Basehart is a truly nasty character and, despite not killing anybody in this film, is the real villain of the piece.  His deceased employer’s body is barely cold when he starts putting the moves on Turner, presumably with an interest that is more financial than romantic.  He prevents John Saxon from acquiring the operation, which Nolan had promised the young tug boat captain.  It is later revealed Basehart even drove Saxon’s dad to commit suicide, when everybody believed it was Nolan behind that.  It’s no surprise it is eventually decided Basehart needs to be eliminated.  As Quinn tells Turner at one point: “You can trap a fox.  A wolf is more dangerous.  A wolf, you have to kill.”

One of the great many things I found odd about this film is Saxon is romantically involved with Sandra Dee, as Nolan’s daughter from a previous marriage.  That must be a tad awkward getting cozy with the daughter of the man you believe drove your father to asphyxiate himself.  Could it be one of them is sending Turner the anonymous letters saying they know she committed murder?

Almost everybody in this is a potential suspect for the writer of these poison pen letters.  Ray Walston is effectively creepy as a chauffer who barely conceals his spite behind his obsequious manner.  Anna Mae Wong is a housekeeper who always seems to vaguely disapprove of whatever Turner is doing at any given time.  Heck, even the young son of the family (Dennis Kohler), is jokingly floated as a candidate, in a conversation between him and Walston, which is the only intentional laugh in the film.  The chauffer asks Kohler, “Who would dare tamper with the U.S. mail?”  The young boy dramatically looks sideways in one direction and then the other before shouting, “ME!”  I never thought I would say this, but here’s a kid who should have been in a movie more than the scant minutes in which he appears.

Otherwise, this is a very dreary affair, except for all the unintentional humor.  It is even a curiously dark film in appearance, such as a moment where Turner cuts through a department store to catch a cab to see Quinn in secret.  I find real-world footage in places like that to be a fascinating time capsule, but it’s too dark here to really see anything.  At least that was a real location in a film that is overwhelmingly set-bound.  Even Nolan’s funeral is on a set, as if they couldn’t find a small patch of land anywhere to stage one.

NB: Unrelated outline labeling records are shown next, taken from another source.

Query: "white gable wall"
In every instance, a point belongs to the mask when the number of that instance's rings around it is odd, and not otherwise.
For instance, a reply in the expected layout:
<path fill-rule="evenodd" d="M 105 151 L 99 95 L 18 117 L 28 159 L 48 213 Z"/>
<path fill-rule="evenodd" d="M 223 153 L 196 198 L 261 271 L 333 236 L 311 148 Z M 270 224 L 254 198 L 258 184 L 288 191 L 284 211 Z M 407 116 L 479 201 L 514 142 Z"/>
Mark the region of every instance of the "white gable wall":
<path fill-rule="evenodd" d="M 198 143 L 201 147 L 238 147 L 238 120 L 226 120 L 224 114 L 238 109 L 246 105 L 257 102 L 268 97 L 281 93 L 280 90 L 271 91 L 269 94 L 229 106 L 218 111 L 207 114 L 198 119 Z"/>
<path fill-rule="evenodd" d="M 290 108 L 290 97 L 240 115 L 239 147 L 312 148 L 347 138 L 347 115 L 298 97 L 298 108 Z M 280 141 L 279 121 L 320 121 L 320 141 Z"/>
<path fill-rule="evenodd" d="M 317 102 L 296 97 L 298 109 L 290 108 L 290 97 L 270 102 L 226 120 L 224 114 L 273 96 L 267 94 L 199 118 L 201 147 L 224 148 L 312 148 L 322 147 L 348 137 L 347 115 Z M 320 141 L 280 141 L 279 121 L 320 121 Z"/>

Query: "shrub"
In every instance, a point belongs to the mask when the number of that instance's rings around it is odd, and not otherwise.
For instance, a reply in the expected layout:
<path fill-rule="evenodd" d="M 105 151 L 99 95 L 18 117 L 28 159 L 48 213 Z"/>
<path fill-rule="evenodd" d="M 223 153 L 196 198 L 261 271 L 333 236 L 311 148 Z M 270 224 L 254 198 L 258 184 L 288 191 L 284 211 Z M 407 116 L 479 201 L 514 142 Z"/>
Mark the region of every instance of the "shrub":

The opening credits of Portrait in Black correctly suggest the kind of bombastic picture we’re about to experience.  Given how so many scenes are on sets (including ones it made no sense to shoot in a studio), it’s no surprise this is based on a play.  There are credits for gowns by somebody and jewels provided by somebody else.  There’s even credits for oil paintings on loan from some gallery.  But who was responsible for the lousy image quality, so dark and so muted that the picture is almost monochromatic?  That would be Pathe.  I can only assume there wasn’t enough room on the title card to add the letters “t”, “i” and “c”.